Lord Henley: When the noble Lord, Lord Morris, introduced his amendment he said that in another place the Government poured cold water over these amendments. I hope that I shall not pour cold water over them but explain why I think they are unnecessary,
As I said, we believe that these amendments are unnecessary. All providers need to agree to provide education appropriate to a set of desirable learning outcomes on entering compulsory education which has been developed by SCAA as a requirement of grant. This will ensure that all providers are offering education appropriate to the age of the child and of a consistently high standard.
The SCAA desirable outcomes break down into six areas of learning, one of which covers personal and social development. Another covers language and literacy. I believe that that more than covers Amendment No. 12, and for that matter Amendment No. 9. Inspectors will consider the extent to which providers are working towards each of the outcomes. Where provision is not satisfactory in a particular area of learning inspectors will highlight that in the inspection report and appropriate action--
Baroness Thomas of Walliswood: I am sorry to interrupt the noble Lord but I hope he can clarify something. As regards the suggestion that the inspector should add to his duties an inspection of the physical and intellectual progress of children, the Minister has more or less made the argument for including that on the face of the Bill, as that is one of the outcomes, some of which are mentioned in paragraph 3 of the schedule, and some of which are not.

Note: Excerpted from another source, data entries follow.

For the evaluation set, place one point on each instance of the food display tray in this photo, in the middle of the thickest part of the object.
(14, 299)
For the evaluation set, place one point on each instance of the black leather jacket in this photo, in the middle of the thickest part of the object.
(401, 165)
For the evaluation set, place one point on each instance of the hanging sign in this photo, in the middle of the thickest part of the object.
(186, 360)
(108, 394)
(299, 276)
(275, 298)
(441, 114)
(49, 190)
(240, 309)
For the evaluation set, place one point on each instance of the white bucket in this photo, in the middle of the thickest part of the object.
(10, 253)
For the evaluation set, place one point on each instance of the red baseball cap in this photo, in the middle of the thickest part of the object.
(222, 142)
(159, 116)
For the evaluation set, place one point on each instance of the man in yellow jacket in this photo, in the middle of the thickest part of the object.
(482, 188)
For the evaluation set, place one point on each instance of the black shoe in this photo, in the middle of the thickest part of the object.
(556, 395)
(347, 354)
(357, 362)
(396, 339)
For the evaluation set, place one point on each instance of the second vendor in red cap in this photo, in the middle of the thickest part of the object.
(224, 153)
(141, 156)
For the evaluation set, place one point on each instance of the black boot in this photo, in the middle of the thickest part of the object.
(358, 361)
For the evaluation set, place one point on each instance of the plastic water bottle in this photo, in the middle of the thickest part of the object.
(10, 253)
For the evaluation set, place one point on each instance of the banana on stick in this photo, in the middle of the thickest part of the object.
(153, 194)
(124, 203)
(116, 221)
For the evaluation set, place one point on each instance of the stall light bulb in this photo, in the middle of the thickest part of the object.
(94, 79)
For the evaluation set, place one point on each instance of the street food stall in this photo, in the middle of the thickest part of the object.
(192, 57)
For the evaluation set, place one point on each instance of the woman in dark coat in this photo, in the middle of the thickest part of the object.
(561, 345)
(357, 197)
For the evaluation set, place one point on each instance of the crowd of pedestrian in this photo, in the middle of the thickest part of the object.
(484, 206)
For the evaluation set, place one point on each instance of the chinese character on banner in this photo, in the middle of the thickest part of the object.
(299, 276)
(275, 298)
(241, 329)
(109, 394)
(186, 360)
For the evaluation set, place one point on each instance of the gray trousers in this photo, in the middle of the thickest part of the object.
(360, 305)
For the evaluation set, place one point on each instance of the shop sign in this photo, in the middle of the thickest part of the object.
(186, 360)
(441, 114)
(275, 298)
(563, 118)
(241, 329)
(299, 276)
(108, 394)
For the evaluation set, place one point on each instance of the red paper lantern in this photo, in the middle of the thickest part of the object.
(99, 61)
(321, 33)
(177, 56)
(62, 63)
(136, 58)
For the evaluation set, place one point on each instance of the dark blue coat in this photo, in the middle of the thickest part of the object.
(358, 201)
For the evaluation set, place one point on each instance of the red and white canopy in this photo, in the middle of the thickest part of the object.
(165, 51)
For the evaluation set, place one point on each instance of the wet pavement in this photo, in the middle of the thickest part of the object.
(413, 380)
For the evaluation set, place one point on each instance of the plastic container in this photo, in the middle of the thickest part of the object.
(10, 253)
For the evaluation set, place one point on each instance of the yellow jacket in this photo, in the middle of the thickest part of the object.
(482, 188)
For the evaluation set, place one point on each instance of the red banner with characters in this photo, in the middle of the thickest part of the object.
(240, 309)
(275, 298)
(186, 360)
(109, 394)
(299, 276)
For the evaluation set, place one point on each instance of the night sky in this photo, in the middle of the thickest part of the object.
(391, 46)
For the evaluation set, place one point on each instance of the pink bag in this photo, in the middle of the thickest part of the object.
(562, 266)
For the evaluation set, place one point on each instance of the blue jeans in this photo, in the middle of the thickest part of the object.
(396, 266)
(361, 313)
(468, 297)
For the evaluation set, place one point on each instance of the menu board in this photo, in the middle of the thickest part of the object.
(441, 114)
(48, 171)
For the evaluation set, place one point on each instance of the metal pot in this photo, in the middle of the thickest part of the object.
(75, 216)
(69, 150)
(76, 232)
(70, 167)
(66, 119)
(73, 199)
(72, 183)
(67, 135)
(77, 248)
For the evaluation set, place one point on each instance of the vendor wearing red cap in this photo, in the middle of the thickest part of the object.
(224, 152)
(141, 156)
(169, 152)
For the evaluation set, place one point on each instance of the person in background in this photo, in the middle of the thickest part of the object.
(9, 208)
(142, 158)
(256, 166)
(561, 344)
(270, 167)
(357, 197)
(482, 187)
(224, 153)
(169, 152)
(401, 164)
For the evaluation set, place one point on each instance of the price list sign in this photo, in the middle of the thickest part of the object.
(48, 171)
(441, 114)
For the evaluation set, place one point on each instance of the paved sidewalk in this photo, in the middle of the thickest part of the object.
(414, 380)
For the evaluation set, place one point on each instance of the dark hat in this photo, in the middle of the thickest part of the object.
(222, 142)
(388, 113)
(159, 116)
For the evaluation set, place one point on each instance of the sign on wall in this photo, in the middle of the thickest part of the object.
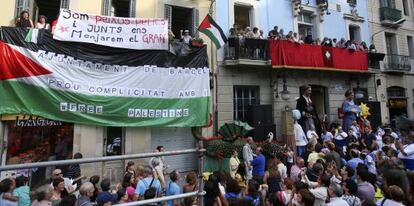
(87, 85)
(132, 33)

It seems rather curious that some of the outcomes are mentioned but not others.
Lord Henley: I do not believe that I am doing that. I was discussing Amendments Nos. 9 and 12; I had not yet moved on to the others. We do not believe that they are necessary because we can, by means of a requirement of grant, make sure that any of the voucher redeeming institutions work towards those desirable learning outcomes as developed by SCAA. It will be for inspectors to consider the extent to which providers are working towards each of those outcomes, as I said. That is a matter which can be dealt with in the appropriate way.
The provisions sought in Amendments Nos. 9 and 12 may be provided for as requirements of grant as the Bill stands. Indeed such requirements are already in place under the Phase 1 arrangements. I therefore see no particular value in prescribing such detail on the face of the Bill. That relates to some of the discussion we had on the first amendment that was before the Committee this afternoon. I also think it is unnecessary to prescribe the scope of the chief inspector's duty to report to the Secretary of State, or the scope of inspections, in any greater detail than the Bill already does. Paragraph 3 (a) of Schedule 1--I think that was what the noble Baroness referred to--requires the chief inspector to keep the Secretary of State informed about the quality and standards of funded nursery education.
"Desirable outcomes" are generally felt to be well below nursery education standard. Some people, doubtless of a sceptical persuasion, suspect that this is provided deliberately to attract low level providers from the private sector into entering into this area of education, which would lower the standards that pre-school education should set for itself. It is an unworthy thought, I have no doubt, but one which from time to time, like all sin, obtrudes into the human mind.
As regards the weight of responsibility to be placed on the chief inspector, at this stage we have stated our positions and we must be content to disagree. We can return to that matter at a later stage. I am content to beg leave to withdraw the amendment.